The money will provide non-recurring funds to the museum for things like salaries, new programming and education, artifact preservation and technology upgrades.
“I am so incredibly grateful to the Legislature and the Department of Education and the whole administration for understanding the importance of Holocaust education in general and our role throughout the state,” said Florida Holocaust Museum Executive Director Elizabeth Gelman.
While the funding could still be yanked from the budget as conferences continue through the weekend and into next week, it’s unlikely.
The funding allocates $75,000 for executive salary and benefits as well as $258,000 for other salaries and benefits.
Another $218,000 will cover expenses related to artifacts, Holocaust survivor testimony, art digitization and indexing as well as website updates, new hardware and software, exhibition design, fabrication and installation and repayment for loans one borrowed exhibits.
Another $199,000 will fund artifact conservation.
Hooper’s request claims the funding will expand museum programming and curricula for schools throughout the state. An analysis claims the museum reaches 150,000 people annually both inside the museum and through external outreach.
While the museum serves most publicly as a permanent exhibit in downtown St. Pete, the organization also partners with school districts statewide on Holocaust education delivery and training.
“We are a physical museum in Tampa Bay, but we also have a statewide mission where we are in classrooms and have a plethora of exhibitions that we send out freely throughout the state,” Gelman said.
She said the funding will allow the museum to further that mission by, among other things, being able to keep up with the technology that allows the organization to share information.
The funding comes as lawmakers appear poised to approve an update to the way Florida schools teach students about the Holocaust. Sen.

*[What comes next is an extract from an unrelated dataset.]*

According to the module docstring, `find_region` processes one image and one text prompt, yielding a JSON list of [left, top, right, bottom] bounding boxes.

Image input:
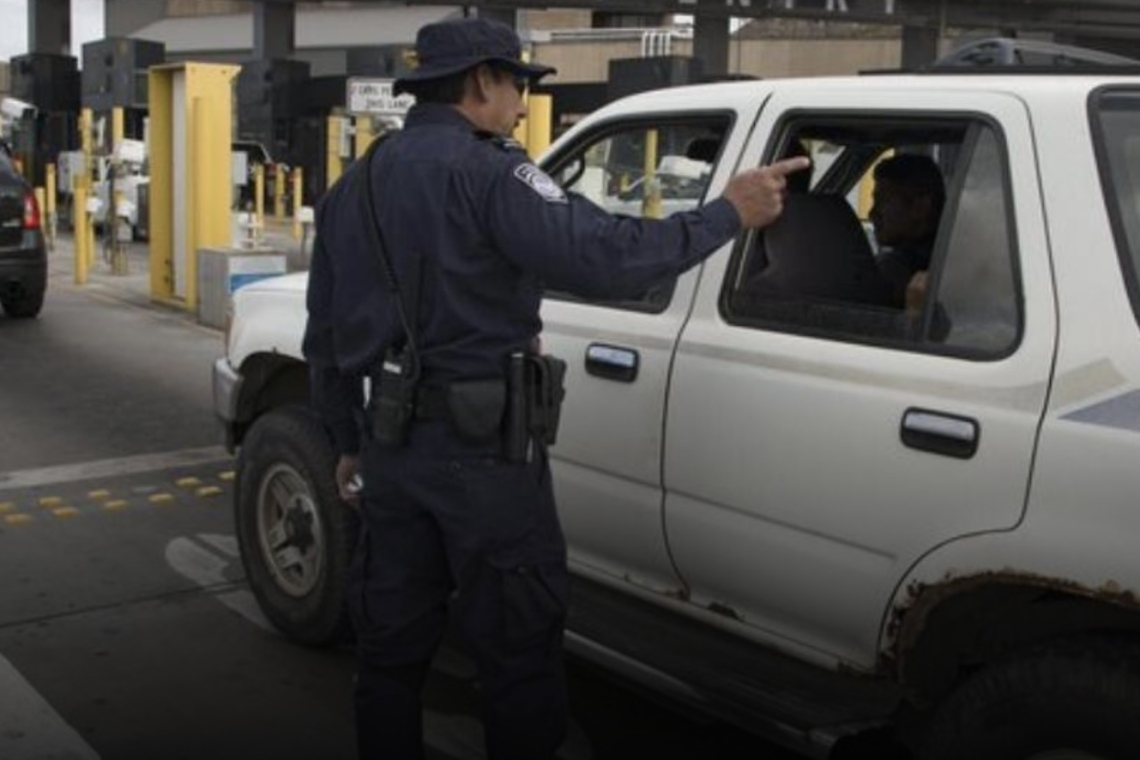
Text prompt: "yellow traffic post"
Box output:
[[72, 182, 88, 285], [511, 91, 530, 148], [326, 116, 344, 193], [111, 107, 127, 152], [293, 166, 304, 240], [111, 190, 128, 275], [253, 164, 266, 230], [79, 108, 95, 167], [40, 164, 56, 248], [527, 93, 554, 161], [147, 62, 241, 311], [642, 129, 661, 219], [352, 116, 376, 158], [80, 199, 99, 267], [274, 164, 285, 221]]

Lauren Book’s SB 1628 would expand state law that already requires Holocaust education by also mandating students to be taught about anti-Semitism.
Her legislation also requires school districts and charter schools to annually certify to the Department of Education (DoE) schools are meeting those requirements.
Book’s bill is on the Senate’s special order calendar and a House companion is on its third reading.
Under the measures, the DoE would “work with the Florida Holocaust Museum and other state or nationally recognized Holocaust educational organizations to develop grade-appropriate curricula, training for instructional personnel, and classroom resources for the instruction required.”